El intercambio de golpes continuos entre los
contendientes de Wolframio, Moe y E.E. (recuerden, William Wilson -W.W.-),
entre creador y creación, se sucede al principio con una toma de contacto entre dos dignos púgiles para
conocerse hasta que descubren que se conocen demasiado como para andar con
remilgos. A posteriori, ambos se enzarzan en un cuerpo a cuerpo, casi con
desgana, pero al mismo tiempo con la saña de quien quiere depositar en los
golpes todo cuanto de frustración y de rencor se tiene hacia el maltrato que haya
padecido en la vida; e igualmente se venga E.E. de aquel que lo trae al mundo
para padecer las fechorías de su creador. La lucha fratricida, en apariencia
imposible, acaba por verter en el otro esa imposibilidad de la razón que
otorgan los infiernos personales. Preferiría no hacer incursión en un pensamiento
en voz alta, aunque a veces veo conversaciones de una divinidad universal con
su creación y la respuesta de ésta ante las vicisitudes... casi como el creador ante el repliante que se niega a aceptar la fecha de caducidad: aparcado queda esto
último que como apunte dejo en suspenso (quizá como catalizador).
A medida que uno avanza en la lectura, va lloviendo
sobre las neuronas, cuál torrente de manantial, cascadas ingentes de prosa que
recuerdan muy mucho a otros monstruos que dejan su impronta entre líneas. Entre
la honestidad y franqueza de Paul Auster y la universalidad y magnitud de
William Faulkner, luchando por un lugar en el Olimpo de la cúspide narrativa de
Moe, donde se intercambian golpes y patronímicos, quedándose en combate nulo
ese amaño entre púgiles para no diluirse entre líneas, repartiéndose el terreno
abonado ya por Gaitán. Suenan en ocasiones los ritmos en los intercambios de
pareceres de Benjy en 'El ruido y la furia', la fragilidad de la Trilogía de
Nueva York de Auster, y ciertas intensidades de las odiseas intrínsecas de
Joyce en Ulises. Son voces todas interiores que se fusionan y aparecen en el
pensamiento de Moe para verter en forma de inquina sobre E.E., quien a su vez
procura devolverle del mismo modo con golpes honrosos y no menos atinados.

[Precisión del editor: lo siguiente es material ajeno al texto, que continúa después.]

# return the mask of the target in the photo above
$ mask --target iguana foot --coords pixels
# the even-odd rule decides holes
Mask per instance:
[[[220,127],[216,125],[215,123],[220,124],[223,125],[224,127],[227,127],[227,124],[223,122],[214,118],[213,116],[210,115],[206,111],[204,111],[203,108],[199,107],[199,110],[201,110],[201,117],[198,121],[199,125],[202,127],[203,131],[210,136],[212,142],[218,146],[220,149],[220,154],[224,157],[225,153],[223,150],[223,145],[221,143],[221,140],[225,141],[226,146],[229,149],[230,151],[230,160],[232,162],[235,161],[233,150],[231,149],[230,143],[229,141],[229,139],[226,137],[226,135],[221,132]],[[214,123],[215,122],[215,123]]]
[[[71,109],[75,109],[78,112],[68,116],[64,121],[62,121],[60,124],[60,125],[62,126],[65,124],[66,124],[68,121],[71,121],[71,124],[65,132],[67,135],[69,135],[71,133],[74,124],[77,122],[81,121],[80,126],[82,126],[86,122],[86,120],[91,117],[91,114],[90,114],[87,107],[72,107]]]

Wolframio es un premio para el lector que desee
dejarse seducir por algo más allá que una buena e inteligente historia,
interesante y entretenida. Hay algo más. Nos abre los ojos al recuerdo y esos
chispazos que recuerdan a infinidad de autores, maestros todos en lo prosaico e
ingrato que es esta cosa de escribir en más ocasiones de las que quisiéramos,
hace que la novela se incruste en la conciencia una vez pasada la
última página. Se convierte casi en ese alter ego de William Wilson, esa
conciencia que toma forma material y se conmina en lucha contra el olvido,
tal como E.E frente a Moe. Es un premio a título personal, porque
consigue escarbar entre los recuerdos napados de polvo, desde la franqueza,
viejos y no tan viejos relatos que toman nuevas formas y recuerdos, y que
resulta imprescindible disponer de un relato así para dar un poco de lustre al cada vez más aburrido panorama literario, soterrado bajo tanta mediocridad enmohecida de egos y vanidades que a buen seguro el bueno de Moe dilapidaría con un par de plumazos de buena prosa.